<No.5>
A Publishing Student’s Thoughts on the ‘Afterlife of Media’
Ava reflects on how books published by independent presses live on after their first release.
By MA Publishing student and Editorial team member, Ava Daw.
Published: <<17/4/2026>>

Photo of Ava reading.
There’s a particular kind of satisfaction in finding a book published by a small, independent press that’s been out of print for a decade. The discovery feels almost illicit, like you’ve stumbled onto something hidden to the wider world. Which, of course, you have.
Independent publishing has always operated in a sort of different timezone than its counterparts. Mainstream publishers come to live and die by the launch: the review window, the chart position, the first-month returns, whereas small presses live on and often pieces make their mark in subtle yet enduring ways.

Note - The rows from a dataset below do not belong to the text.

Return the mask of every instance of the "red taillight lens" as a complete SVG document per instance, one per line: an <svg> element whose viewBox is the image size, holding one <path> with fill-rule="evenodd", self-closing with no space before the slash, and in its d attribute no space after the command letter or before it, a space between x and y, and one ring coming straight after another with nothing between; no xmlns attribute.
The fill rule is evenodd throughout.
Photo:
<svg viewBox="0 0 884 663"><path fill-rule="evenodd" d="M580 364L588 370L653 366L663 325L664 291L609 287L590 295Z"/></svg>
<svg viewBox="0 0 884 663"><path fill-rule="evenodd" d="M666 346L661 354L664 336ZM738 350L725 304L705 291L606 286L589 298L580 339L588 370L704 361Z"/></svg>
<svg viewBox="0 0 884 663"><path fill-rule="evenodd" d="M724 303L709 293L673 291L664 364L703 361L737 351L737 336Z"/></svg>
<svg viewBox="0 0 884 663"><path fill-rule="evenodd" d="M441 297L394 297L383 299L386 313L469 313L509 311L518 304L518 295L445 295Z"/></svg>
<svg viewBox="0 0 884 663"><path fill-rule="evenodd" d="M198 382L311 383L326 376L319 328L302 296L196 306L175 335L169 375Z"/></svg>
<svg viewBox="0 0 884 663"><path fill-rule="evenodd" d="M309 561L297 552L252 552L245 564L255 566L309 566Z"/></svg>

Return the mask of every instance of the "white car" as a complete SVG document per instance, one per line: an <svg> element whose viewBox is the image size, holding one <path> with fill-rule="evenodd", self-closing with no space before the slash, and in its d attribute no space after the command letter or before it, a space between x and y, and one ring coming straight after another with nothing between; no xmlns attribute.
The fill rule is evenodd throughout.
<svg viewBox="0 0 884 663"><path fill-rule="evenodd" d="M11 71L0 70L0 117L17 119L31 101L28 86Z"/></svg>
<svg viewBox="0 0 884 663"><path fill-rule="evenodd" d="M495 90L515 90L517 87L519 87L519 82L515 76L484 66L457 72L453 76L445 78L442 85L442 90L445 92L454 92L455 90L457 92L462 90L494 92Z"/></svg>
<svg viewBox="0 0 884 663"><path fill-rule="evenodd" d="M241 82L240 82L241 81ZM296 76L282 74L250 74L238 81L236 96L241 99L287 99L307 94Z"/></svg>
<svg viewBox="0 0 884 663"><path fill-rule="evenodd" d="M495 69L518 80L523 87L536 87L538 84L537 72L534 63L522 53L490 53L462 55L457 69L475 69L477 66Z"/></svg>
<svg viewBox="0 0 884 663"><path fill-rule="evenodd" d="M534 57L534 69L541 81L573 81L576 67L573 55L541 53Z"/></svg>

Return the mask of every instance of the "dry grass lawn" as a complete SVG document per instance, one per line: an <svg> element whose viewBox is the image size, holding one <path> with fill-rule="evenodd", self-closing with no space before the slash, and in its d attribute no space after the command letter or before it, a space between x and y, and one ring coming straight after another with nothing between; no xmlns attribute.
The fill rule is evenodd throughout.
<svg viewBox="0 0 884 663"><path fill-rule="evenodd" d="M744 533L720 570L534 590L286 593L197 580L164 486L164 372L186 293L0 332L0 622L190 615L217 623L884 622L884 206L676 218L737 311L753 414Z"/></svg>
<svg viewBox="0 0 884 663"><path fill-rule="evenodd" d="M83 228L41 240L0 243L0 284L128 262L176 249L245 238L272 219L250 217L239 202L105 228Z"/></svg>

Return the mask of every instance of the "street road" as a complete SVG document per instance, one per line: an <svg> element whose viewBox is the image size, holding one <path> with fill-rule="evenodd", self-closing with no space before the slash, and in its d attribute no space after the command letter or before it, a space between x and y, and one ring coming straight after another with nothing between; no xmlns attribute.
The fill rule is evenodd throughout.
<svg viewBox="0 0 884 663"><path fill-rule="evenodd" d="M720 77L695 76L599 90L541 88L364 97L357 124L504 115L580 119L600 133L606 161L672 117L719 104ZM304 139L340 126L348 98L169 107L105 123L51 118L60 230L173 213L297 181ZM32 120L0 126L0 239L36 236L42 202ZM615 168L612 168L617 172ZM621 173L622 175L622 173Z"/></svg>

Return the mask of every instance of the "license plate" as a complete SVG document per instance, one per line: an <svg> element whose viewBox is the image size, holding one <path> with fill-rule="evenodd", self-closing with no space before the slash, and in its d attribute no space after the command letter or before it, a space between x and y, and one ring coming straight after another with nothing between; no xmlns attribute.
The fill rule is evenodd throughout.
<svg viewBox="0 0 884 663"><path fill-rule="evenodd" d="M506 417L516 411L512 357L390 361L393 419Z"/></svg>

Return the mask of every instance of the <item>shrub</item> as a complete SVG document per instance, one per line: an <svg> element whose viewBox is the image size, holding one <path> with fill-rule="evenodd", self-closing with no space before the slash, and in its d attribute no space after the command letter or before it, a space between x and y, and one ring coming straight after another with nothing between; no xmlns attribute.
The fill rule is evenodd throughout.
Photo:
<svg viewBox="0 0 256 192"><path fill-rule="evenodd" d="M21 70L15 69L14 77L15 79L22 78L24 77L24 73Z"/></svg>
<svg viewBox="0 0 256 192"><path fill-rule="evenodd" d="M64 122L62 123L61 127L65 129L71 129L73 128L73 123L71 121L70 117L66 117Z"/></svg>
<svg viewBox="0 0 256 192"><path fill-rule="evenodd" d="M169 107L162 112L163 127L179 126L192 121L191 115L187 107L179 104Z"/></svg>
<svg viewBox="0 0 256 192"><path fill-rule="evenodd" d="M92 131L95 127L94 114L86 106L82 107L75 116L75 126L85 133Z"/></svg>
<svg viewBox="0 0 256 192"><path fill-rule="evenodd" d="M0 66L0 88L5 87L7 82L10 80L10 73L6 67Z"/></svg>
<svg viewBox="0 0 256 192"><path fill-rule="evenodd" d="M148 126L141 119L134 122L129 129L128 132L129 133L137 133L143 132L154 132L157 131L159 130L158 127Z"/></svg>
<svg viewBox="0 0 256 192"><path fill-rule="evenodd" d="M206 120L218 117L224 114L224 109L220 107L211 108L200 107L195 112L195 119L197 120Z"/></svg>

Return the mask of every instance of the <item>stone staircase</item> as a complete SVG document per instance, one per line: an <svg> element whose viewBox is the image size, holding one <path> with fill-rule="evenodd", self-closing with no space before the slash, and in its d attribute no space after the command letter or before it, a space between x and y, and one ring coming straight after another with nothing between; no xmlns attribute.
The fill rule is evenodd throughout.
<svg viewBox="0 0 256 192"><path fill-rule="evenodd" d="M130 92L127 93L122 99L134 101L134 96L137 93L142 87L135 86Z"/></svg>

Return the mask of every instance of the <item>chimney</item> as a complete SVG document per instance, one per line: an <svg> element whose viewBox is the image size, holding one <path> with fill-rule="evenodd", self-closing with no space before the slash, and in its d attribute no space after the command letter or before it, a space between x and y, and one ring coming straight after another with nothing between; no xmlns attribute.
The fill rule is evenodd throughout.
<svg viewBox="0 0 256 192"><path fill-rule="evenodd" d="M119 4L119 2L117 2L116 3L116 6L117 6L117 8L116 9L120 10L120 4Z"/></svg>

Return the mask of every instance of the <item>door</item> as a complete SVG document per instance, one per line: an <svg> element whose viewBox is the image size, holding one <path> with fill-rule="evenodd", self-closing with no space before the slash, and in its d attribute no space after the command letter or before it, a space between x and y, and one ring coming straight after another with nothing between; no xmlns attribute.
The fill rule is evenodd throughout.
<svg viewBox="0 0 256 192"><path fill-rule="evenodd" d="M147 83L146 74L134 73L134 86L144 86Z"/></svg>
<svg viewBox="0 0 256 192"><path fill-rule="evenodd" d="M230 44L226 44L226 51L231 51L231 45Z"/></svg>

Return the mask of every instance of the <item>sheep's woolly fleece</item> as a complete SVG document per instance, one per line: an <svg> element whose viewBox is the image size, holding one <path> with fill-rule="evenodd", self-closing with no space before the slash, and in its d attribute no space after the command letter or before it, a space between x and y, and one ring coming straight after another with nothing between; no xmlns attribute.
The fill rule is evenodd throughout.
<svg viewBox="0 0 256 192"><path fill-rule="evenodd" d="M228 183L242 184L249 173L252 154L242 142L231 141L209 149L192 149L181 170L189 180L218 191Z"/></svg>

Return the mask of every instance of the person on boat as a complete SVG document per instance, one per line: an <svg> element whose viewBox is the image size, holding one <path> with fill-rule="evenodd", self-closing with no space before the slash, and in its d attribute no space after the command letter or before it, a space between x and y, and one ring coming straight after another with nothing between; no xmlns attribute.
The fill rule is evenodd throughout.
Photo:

This is what might be called the ‘afterlife of media’: the continued circulation of work long after the industry has stopped paying attention. It happens through second-hand bookshops and reading groups, through PDFs shared on forums, through the kind of passionate word-of-mouth recommendation that no marketing budget can manufacture. Independent publishers, often by necessity rather than philosophy, build catalogues that stay available. Rights revert, archives are maintained.
What’s striking is how much of this depends on readers behaving like participants rather than simply consumers. The communities that form around small and independent presses, and they do form, reliably, tend to take on a custodial role. They reissue, come up with both innovative and simple ways of digitalisation, and they share pieces in the community. In the case of small, independent publishers, often the readership does a lot of the work to ensure that there is an afterlife for the media published.

Photo taken at The London Book Fair.
NYRB Classics is perhaps the clearest illustration of this. When editor Edwin Frank was freelancing in the late 1990s, he discovered that much of the great literature he admired had simply gone out of print and so built an imprint around rescuing it. The NYRB editions of John Williams’s Stoner and Renata Adler’s Speedboat became as talked-about upon republication as anything else on the market. The readership, crucially, drives this: title suggestions come from agents, booksellers, and readers who simply write in. The community does the curating.
Commercial and larger-scale publishing remains successful at making noise, but what it is less good at is ensuring that the media produced has an afterlife. Of course, I am not referring to classics; I am referring to the thousands of titles that big publishing conglomerates put out annually. Independent publishing, almost by accident, has solved this problem. Not necessarily by using giant marketing campaigns, but by forging genuine communities that nurture the media published.